Perawatan NP menghasilkan perubahan nyata dalam bentuk seluler, atau morfologi, in vitro [26]. Oleh karena itu, A L sel-sel yang terpapar NP ZnO segar atau tua pada 10 &15 g/mL selama 72 jam diperiksa di bawah mikroskop stereoskopik. Seperti yang ditunjukkan pada Gambar. 2, morfologi sel pada kelompok kontrol tetap normal. Sel-sel menempel dengan baik, dengan sebagian besar menempel dalam waktu 2 jam. Sebagian besar sel berbentuk gelendong atau poligonal, dengan beberapa sel yang baru membelah menunjukkan sitoplasma yang lebih transparan dan dispersi yang lebih baik selama proses perlekatan. Pengobatan dengan 12 g/mL NP ZnO segar (20 nm &90-200 nm) selama 72 jam mengubah morfologi sel secara signifikan. Meskipun sebagian besar sel menempel dalam waktu 3-5 jam, mereka tidak dapat menyebar dengan baik, dan beberapa sel menjadi bulat dan kehilangan bentuk poligonal. Ketika konsentrasi NP ZnO ditingkatkan menjadi 15 g/mL, sel-sel yang dirawat mengalami atrofi dan tidak dapat menempel, menunjukkan viabilitas sel yang secara signifikan lebih rendah daripada sel-sel yang diobati dengan 10 g/mL. Hasil ini menunjukkan bahwa LC100 untuk NP ZnO segar mungkin kurang dari 15 g/mL dengan perlakuan 72 jam. Sebaliknya, morfologi sel pada kelompok perlakuan NP berusia 20 nm dan 90-200 nm (15 g/mL) tidak terpengaruh secara signifikan, dan sebagian besar sel yang masih hidup dapat menempel dan menyebar, dengan kurang dari setengah sel mati yang diamati, mengungkap bahwa NP ZnO tua bersifat sitotoksik jauh lebih rendah daripada NP ZnO segar.

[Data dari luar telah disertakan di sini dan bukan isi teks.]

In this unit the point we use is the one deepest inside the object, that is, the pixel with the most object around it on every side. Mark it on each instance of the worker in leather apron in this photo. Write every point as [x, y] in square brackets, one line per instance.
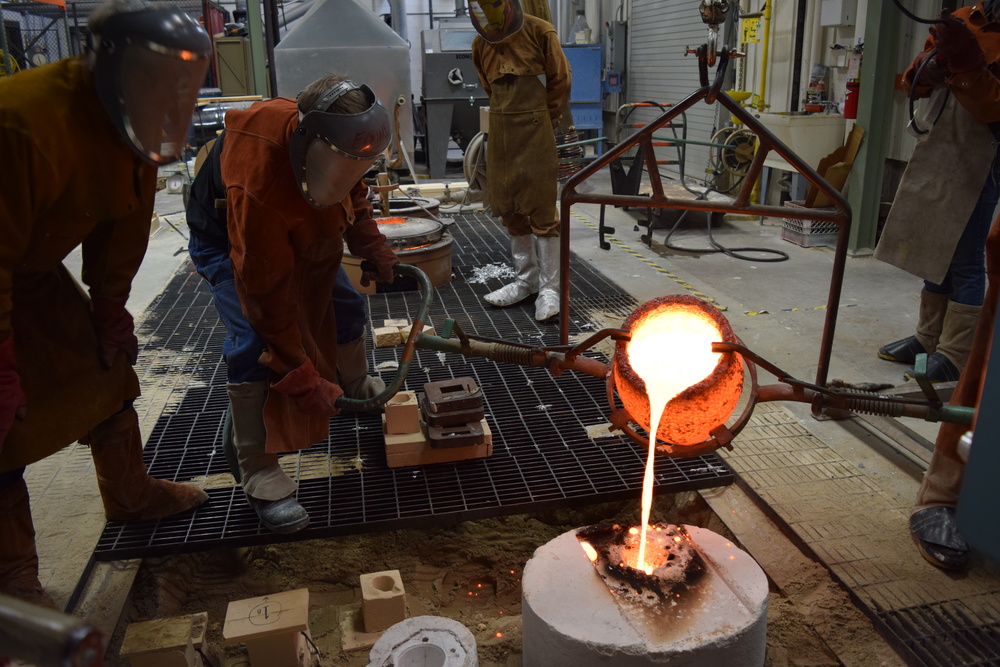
[526, 75]
[937, 226]
[938, 230]
[291, 173]
[81, 140]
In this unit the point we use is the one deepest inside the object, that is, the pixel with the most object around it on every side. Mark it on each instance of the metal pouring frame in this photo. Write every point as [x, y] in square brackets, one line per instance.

Perubahan morfologi di A L sel setelah terpapar NP ZnO segar atau tua selama 72 jam dalam media F12 Ham tambahan, dan sel yang tidak terpapar digunakan sebagai kelompok kontrol. A L morfologi sel diamati dengan mikroskop optik pada perbesaran 10 × 

NP ZnO yang Berumur Menginduksi Sitotoksisitas Lebih Rendah daripada NP Baru

Untuk menyelidiki lebih lanjut perbedaan sitotoksisitas antara NP ZnO segar dan tua, kami memeriksa viabilitas sel dengan menggunakan kit CCK-8. Seperti yang ditunjukkan pada Gambar. 3, inkubasi A L sel dengan dosis gradien NP ZnO segar dan tua (berkisar dari 0 hingga 20 g/mL, 20 nm dan 90-200 nm) selama 24 jam, 48 jam, atau 72 jam menunjukkan penurunan viabilitas sel yang bergantung pada dosis. Tidak ada sitotoksisitas yang diamati dengan merawat sel dengan ZnO NPs ≤ 10 μg/mL. Ketika dosis NP ZnO segar dan tua meningkat menjadi 12 dan 15 g/mL, viabilitas sel menunjukkan kecenderungan penurunan tergantung waktu. Jelas, viabilitas sel pada kelompok yang diobati dengan NP tua secara signifikan lebih tinggi daripada kelompok yang diobati dengan NP yang baru. Selain itu, ZnCl2 -pengobatan juga mengganggu viabilitas sel dengan cara yang bergantung pada dosis dan waktu, sedangkan sitotoksisitas ZnCl2 jauh lebih sedikit daripada NP ZnO segar dan tua.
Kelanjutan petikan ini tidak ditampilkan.